With %{FOOBAR}e, the contents of the environment variable FOOBAR can be logged, that that this environment variable gets logged to a file. Basically, the log file needs to log only the uniqueid and the persistentid id. In some cases it may be preferable to also log the name or email address which may be useful when debugging a problem after the transition to the Persistent ID. But do not forget to treat this personal information adequately, e.g. regarding protection and deletion. Finally, it must be defined how the log file should be named, where it should be saved and what environment variable should be set for logging.

  SetEnvIf Request_URI secure mypath
  LogFormat " %{persistent-id}e %{uniqueID}e \"%{surname}e\" \"%{givenName}e\" \
  %{%Y%m%d-%H:%M:%S}t" uid-persistent 
  CustomLog ${APACHE_LOG_DIR}/migration.log uid-persistent env=mypath

The above example is very comprehensive. It would be sufficient to log only Persistent ID and Unique ID, but logging the user's name and the time the user has logged into your Application is useful for debugging purposes as well. Start collecting the Persistent IDs straight from the beginning if there are applications behind which are still using Unique IDs as identifiers.

On most UNIX-based operating systems the directory /etc/logrotate.d contains a file for configuring the logrotation of the apache logfiles. Disabling the logrotation for the migration.log ensures that all data is stored in a single file.

Migrate

Before switching the identification attribute from Unique ID to Persistent ID, it should be ensured that the Unique ID/Persistent ID pairs were collected for most of the active users. Therefore collect the Persistent IDs for an extended period of time (e.g. a few months). The collection process can be accelerated by asking the users to login to the application if they still need their account. At a certain point, the transition can be started even though some Persistent IDs might still be missing. It is best to create a transition script that displays the Unique IDs not converted. Maybe you have never collected all Unique IDs as some users will never login. Probably the application has stored some information as email address or name. In this case you could try to motivate the users to log in or you try to get the person’s identity via the Home Organizations IDP.

Clean-up

Make sure to disable the Apache logging and deleted the collected data after a successful migration. It is also the opportunity to tidy up the application and remove unused accounts.

A very simple migration example

Find below the code of a small PHP program using a file to store the number of visits of a user. All it does is to display the number of visists, first name and last name of a user by reading the user attributes from the environment. Below is a small example application to perform the transition of the user database file. It searches for the corresponding Persistent ID in the migration.log and replaces the Unique IDs with the Persistent IDs. To finish the transition, change the environment variable in the application that identifies the user.

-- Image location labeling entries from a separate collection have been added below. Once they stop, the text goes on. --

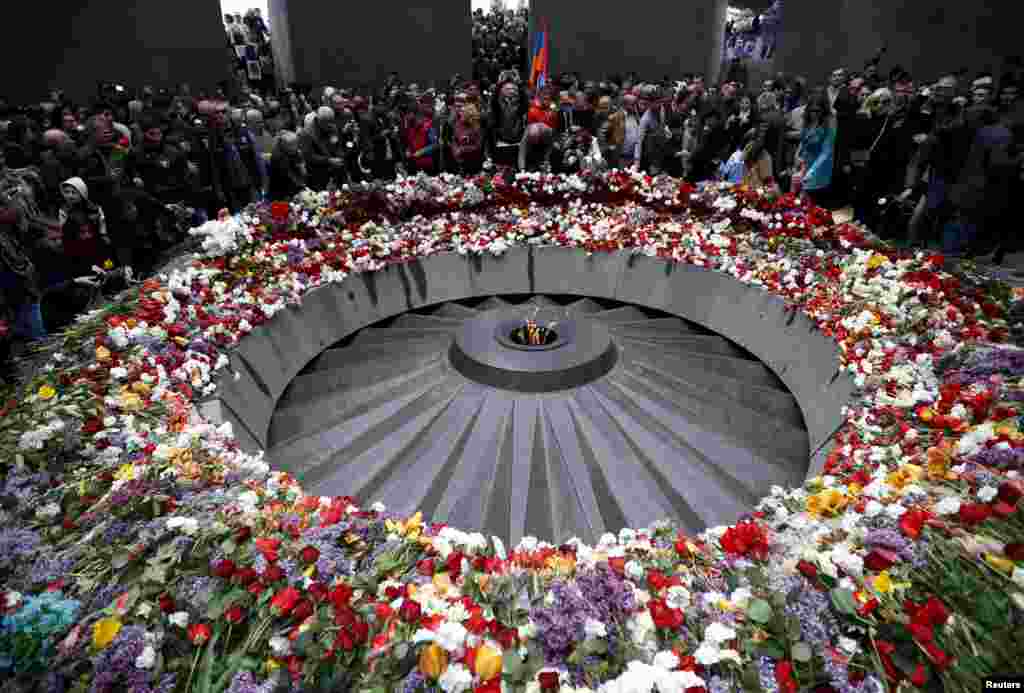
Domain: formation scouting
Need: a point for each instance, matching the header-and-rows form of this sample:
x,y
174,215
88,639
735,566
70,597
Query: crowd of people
x,y
112,183
499,42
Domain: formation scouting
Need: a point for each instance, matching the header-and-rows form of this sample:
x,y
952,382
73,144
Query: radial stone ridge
x,y
617,419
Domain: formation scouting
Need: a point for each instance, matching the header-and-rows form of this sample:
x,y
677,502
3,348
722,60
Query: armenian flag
x,y
539,63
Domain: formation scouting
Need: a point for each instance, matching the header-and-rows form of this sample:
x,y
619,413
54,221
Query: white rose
x,y
666,659
719,633
147,658
986,493
947,506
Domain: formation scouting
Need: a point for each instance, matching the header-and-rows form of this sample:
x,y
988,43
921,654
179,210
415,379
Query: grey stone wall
x,y
654,38
267,359
72,45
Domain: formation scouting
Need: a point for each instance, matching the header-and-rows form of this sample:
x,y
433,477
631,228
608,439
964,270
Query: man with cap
x,y
321,149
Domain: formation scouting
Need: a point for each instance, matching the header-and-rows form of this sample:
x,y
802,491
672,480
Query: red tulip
x,y
309,555
975,513
303,609
273,573
199,634
410,611
1011,491
223,568
548,681
283,602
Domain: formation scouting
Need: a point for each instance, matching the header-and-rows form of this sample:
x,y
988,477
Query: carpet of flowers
x,y
142,551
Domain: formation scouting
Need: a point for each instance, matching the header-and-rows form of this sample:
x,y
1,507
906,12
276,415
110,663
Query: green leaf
x,y
759,611
793,627
844,601
752,679
770,649
802,652
512,664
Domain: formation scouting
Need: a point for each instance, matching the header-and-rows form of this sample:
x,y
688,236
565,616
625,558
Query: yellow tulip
x,y
104,631
999,563
877,261
433,660
487,663
883,583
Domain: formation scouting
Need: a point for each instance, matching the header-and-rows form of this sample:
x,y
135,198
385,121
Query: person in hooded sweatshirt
x,y
85,241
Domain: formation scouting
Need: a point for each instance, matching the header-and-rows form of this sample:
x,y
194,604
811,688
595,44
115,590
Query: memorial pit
x,y
148,545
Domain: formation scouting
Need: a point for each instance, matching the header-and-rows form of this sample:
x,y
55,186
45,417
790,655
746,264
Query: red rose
x,y
344,641
273,573
341,595
975,513
936,611
317,591
223,568
410,611
283,602
1015,551
268,547
878,561
548,681
745,538
920,676
280,211
655,580
783,677
245,576
1011,492
663,616
360,631
911,522
344,616
235,614
454,563
808,569
302,610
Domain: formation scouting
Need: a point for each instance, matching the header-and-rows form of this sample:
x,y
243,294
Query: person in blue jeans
x,y
815,154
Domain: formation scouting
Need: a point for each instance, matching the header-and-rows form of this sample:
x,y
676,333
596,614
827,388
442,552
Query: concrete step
x,y
396,335
360,463
456,310
356,375
584,306
307,418
755,373
494,303
414,321
775,438
700,344
354,355
623,314
769,401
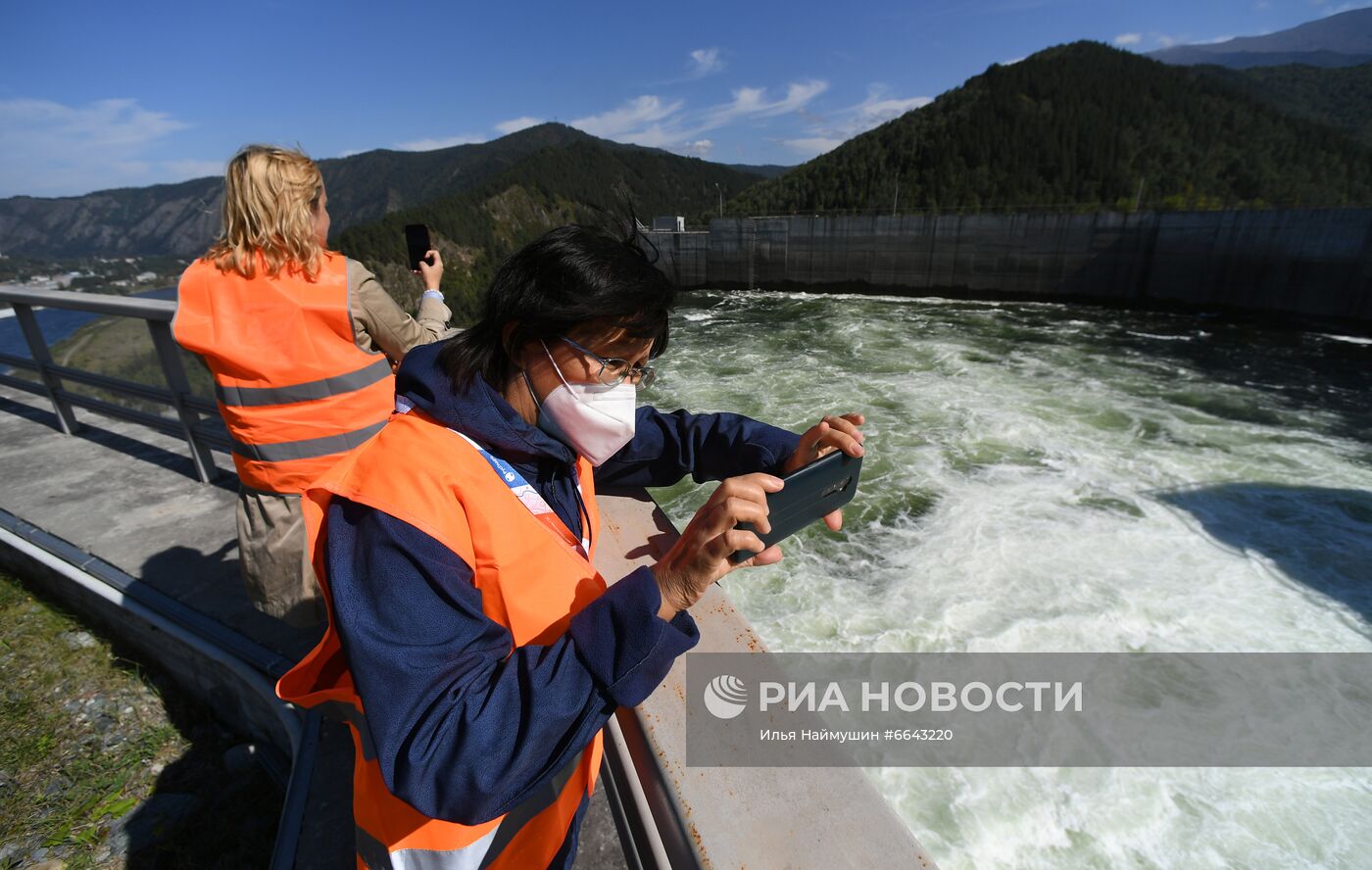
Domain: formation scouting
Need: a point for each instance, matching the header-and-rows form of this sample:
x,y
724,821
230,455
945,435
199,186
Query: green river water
x,y
1049,478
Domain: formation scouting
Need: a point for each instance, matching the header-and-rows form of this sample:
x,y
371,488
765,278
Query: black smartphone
x,y
809,493
416,239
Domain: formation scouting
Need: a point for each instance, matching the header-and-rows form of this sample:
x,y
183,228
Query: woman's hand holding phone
x,y
702,555
833,432
431,269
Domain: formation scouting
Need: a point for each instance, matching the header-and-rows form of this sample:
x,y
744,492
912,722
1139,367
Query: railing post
x,y
180,386
43,357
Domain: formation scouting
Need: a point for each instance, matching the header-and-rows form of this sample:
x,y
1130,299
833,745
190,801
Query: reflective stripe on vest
x,y
309,391
308,448
531,582
477,853
294,389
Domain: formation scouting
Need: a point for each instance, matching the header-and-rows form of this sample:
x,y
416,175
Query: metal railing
x,y
199,434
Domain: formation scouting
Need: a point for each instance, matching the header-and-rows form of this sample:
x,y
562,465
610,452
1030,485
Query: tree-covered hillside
x,y
1080,126
1340,98
579,182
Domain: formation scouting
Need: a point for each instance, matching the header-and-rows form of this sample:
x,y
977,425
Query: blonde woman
x,y
302,343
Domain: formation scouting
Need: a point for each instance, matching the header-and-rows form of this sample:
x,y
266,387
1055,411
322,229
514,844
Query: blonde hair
x,y
270,196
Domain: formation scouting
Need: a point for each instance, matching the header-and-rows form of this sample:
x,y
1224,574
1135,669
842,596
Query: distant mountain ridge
x,y
1337,40
1080,126
180,219
583,181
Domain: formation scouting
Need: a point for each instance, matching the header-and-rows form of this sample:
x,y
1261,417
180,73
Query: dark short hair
x,y
568,277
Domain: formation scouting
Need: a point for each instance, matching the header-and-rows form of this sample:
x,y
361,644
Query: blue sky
x,y
123,95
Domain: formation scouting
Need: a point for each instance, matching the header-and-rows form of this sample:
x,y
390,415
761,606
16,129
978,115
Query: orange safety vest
x,y
532,582
294,389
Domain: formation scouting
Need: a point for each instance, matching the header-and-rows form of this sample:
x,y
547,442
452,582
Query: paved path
x,y
129,496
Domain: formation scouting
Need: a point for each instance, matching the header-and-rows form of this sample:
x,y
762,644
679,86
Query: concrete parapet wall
x,y
1312,261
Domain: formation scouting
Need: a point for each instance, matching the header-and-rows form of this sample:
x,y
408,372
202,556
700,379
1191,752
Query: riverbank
x,y
105,760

$identifier = $_SERVER["uniqueID"];
becomes
$identifier = $_SERVER["persistent-id"];

In shibboleth2.xml define the order of precedence for REMOTE_USER (only the first available value will be used) if the application uses this variable as user identification.

REMOTE_USER="persistent-id targeted-id uniqueID"

If there is no way to change the application code, it still is possible to rename attribute names in the attribute-map.xml. However, remember that this special configuration might be overwritten when Shibboleth is updated.